牛乳と猫スーツ。




「これ…会長がたまに口ずさみながら作ってた歌だ。完成したんだ。」




楽しそうにギターを弾く蓮を見ながら呟く。






「会長さん、何でもできてスゴイです。」





「そうだな、でも…。」




彩華に目を向ける直樹。




「会長と同じように歌ってる彩華さんもスゴイよ。練習なんてしてなかったのに…。」




「蓮ちゃんに似て、耳がいいのよ。」




いつの間にか隣にいた真由香が言う。






「きっと録音しておいた曲をミュージックプレイヤーに入れて渡したんじゃないかしら。」





「スゴイな…彩華さん。今日の主役じゃないかな。」




盛り上がる観客を見て、直樹は呟いた。






彩華のボーカルにしたライブは大成功。

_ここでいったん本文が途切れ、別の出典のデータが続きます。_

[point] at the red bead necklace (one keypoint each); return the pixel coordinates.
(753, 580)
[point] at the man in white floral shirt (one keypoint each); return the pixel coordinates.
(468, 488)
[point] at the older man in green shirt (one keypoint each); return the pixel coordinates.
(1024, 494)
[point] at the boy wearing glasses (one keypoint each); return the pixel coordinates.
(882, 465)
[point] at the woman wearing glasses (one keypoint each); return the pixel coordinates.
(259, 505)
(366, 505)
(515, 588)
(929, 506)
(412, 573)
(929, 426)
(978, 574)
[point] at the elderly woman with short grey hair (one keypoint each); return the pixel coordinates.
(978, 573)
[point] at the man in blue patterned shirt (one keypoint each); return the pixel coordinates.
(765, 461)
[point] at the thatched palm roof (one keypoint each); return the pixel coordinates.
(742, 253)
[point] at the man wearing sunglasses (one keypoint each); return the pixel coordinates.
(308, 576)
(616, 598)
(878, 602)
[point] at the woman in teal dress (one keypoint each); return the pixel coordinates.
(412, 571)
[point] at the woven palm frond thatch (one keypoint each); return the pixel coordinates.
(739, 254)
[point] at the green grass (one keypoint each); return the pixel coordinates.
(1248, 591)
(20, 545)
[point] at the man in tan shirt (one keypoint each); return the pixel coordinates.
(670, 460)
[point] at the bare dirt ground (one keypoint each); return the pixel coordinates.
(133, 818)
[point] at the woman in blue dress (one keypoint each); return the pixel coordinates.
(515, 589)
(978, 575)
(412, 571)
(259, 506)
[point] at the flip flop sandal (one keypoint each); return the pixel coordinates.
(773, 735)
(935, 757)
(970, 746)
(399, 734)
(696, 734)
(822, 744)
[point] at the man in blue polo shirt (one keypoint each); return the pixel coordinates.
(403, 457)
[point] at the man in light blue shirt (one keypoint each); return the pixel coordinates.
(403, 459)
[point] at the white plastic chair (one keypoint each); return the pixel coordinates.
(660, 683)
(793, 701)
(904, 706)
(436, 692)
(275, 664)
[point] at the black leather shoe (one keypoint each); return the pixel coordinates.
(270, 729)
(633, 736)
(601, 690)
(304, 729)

そして卒業祭は終わった。





「楽しかった〜!」




大満足した彩華が飛び跳ねる。






「すごく良かったよ。」




「本当!?直樹くんに言われると嬉しいな〜。」



「彩華。」




不意に名前を呼ばれて、後ろに振り返ると生徒会メンバーがいた。







「何?兄貴。」




「お前にこれを渡す。」




小さな巾着(きんちゃく)を彩華に渡す。





「え?これって…。」




巾着の中に入っていたのは、金色に輝く胸章が5つ。生徒会長、副会長が2つ、書記、会計。